Verifying Distributed Adaptive Real-Time Systems
This post was co-authored by Sagar Chaki
In 2011, the U.S. Government maintained a fleet of approximately 8,000 unmanned aerial systems (UAS), commonly referred to as "drones," a number that continues to grow. "No weapon system has had a more profound impact on the United States' ability to provide persistence on the battlefield than the UAVs," according to a report from the 2012 Defense Science Board. Making sure government and privately owned drones share international air space safely and effectively is a top priority for government officials. Distributed Adaptive Real-Time (DART) systems are key to many areas of Department of Defense (DoD) capability, including the safe execution of autonomous, multi-UAS missions having civilian benefits. DART systems promise to revolutionize several such areas of mutual civilian-DoD interest, such as robotics, transportation, energy, and health care. To fully realize the potential of DART systems, however, the software controlling them must be engineered for high-assurance and certified to operate safely and effectively. In short, these systems must satisfy guaranteed and highly-critical safety requirements (e.g., collision avoidance) while adapting smartly to achieve application requirements, such as protection coverage, while operating in dynamic and uncertain environments. This blog post describes our architecture and approach to engineering high-assurance software for DART systems.

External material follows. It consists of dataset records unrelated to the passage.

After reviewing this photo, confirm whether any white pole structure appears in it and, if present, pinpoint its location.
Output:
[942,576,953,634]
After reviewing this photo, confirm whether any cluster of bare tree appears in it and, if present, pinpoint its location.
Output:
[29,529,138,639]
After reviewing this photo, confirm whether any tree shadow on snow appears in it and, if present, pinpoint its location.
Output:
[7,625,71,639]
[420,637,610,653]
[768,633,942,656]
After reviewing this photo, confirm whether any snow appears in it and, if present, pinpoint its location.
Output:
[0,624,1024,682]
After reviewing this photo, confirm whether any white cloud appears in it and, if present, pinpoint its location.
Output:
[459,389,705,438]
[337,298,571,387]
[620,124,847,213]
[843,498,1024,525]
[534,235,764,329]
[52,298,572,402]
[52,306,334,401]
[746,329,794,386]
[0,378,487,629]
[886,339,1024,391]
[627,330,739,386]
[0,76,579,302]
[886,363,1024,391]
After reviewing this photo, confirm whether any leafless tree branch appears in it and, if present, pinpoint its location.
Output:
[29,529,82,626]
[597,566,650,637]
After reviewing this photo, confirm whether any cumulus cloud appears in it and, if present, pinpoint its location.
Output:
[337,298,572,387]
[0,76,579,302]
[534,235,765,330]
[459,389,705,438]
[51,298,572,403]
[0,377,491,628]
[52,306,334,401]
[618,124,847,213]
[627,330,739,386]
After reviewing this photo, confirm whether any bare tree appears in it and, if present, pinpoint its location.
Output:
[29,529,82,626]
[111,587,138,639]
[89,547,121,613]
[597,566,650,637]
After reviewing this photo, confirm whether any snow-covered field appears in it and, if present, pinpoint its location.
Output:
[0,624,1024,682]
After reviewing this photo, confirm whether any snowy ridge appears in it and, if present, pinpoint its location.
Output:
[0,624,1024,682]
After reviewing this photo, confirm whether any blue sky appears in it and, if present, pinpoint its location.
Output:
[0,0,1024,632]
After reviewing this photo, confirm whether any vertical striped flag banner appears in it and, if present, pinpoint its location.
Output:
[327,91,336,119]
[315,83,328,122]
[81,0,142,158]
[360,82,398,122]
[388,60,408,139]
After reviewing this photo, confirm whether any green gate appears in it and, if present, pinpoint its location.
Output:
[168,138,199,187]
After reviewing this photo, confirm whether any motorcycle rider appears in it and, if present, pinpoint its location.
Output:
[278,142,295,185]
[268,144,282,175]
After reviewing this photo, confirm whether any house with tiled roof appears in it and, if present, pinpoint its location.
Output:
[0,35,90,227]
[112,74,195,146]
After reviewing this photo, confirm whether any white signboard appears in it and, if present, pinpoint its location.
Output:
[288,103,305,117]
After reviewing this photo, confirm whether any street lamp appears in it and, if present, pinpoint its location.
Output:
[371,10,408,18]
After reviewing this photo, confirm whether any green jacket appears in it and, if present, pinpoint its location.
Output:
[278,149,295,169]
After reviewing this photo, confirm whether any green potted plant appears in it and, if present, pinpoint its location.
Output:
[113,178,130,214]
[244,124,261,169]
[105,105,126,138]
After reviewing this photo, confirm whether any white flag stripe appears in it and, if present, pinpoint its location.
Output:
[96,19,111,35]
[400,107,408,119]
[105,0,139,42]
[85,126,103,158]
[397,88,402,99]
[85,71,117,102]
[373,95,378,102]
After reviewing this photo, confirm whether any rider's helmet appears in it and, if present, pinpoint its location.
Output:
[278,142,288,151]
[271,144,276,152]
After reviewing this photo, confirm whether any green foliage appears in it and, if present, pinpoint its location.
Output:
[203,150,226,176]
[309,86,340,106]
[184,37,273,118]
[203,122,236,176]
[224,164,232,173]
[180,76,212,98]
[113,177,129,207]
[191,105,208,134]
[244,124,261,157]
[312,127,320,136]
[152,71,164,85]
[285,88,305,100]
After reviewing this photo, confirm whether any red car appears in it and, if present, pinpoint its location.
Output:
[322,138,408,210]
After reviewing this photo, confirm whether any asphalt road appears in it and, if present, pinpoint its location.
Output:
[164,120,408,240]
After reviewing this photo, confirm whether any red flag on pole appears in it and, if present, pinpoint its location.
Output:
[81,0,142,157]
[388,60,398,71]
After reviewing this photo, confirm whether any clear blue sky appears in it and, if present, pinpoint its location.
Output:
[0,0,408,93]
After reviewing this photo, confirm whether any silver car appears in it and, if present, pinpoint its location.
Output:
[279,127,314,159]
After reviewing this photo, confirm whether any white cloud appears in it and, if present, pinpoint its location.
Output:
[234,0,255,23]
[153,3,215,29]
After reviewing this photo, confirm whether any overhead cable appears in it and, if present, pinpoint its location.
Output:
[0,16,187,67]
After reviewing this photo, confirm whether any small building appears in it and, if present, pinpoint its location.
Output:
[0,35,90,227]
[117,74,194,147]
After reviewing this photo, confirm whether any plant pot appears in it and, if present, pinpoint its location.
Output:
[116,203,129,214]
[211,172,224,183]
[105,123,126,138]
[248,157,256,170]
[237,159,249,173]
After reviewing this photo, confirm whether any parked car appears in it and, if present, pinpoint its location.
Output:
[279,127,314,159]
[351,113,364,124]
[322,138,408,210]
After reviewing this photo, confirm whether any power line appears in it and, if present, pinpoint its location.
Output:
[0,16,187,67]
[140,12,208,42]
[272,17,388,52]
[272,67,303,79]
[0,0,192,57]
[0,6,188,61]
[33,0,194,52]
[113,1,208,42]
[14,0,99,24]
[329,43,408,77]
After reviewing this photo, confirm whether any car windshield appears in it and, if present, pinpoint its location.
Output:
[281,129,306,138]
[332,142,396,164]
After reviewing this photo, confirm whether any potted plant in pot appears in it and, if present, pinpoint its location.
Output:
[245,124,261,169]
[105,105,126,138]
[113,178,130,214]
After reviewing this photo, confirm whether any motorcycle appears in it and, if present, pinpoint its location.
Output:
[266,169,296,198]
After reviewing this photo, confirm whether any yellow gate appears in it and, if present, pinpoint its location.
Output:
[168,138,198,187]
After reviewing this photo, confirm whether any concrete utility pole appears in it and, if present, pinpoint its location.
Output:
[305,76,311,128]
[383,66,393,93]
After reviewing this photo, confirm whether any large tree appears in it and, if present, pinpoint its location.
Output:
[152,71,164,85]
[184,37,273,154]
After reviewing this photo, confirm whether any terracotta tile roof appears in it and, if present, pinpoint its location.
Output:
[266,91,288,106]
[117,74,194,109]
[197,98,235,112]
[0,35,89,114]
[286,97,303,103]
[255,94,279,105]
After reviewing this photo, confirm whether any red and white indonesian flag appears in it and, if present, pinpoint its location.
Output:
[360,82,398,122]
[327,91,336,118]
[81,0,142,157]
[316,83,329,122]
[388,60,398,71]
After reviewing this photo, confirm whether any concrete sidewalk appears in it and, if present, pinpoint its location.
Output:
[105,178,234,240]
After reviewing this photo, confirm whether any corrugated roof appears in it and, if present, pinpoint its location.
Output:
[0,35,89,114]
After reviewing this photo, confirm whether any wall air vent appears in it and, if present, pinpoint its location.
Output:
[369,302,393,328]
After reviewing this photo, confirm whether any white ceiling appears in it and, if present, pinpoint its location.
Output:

The Challenges of Autonomy
A major concern of the Federal Aviation Administration (FAA) and other government agencies is incorporating drones safely into national air space (NAS). Government agencies want a system to provide high assurance that adding UAVs to the NAS won't cause problems.
The DoD has drone-related concerns of its own. The DoD worries that UAVs cannot be brought into the formal acquisition cycle, and therefore it must field them as prototypes. While this restriction causes acquisition problems, it also places limits on what the DoD can do with autonomous systems.
DART systems are groups of physically separated cyber-physical systems (CPS) that operate in an environment, intelligently adapt their behavior, and communicate and collaborate to achieve some overall group objective.
There are many challenges to achieving high-assurance DART software:
- Concurrency is inherently hard to reason about.
- There is often uncertainty in the physical environment in which DARTs operate.
- Autonomous capability leads to unpredictable behaviors.
- It is necessary to achieve both guaranteed and probabilistic properties.
- Verification results on models must be carried over to source code.
Our group--in addition to Sagar and myself, the team of researchers included Dionisio de Niz, Bjorn Andersson, Mark Klein, Jeffery Hansen, David Kyle, Gabriel Moreno, Scott Hissam, Charles Hammons, and Arie Gurfinkel--aims to engineer and objectively analyze high-assurance software for DART systems.
Foundations of Our Work
In recent years, we have focused on developing open-sourced middleware that is:
- useful to application developers
- enables distributed, decentralized artificial intelligence
- fast, small, and capable
- portable to as many platforms relevant to UAS as possible
- extensible to facilitate new transports, linking with external libraries, security, assurance, and consistency
- extensively documented
These priorities became the basis for several SEI research initiatives:
- Multi-Agent Distributed Adaptive Resource Allocation (MADARA) - MADARA allows developers to write both state-based and events-based programs (or combinations of both) for distributed artificial intelligence. Programs can react to receive, send, or rebroadcast events. MADARA allows application developers to focus not on message queues between robotic components or devices, but instead on the interaction between robots and knowledge, with the middleware handling the communication if necessary.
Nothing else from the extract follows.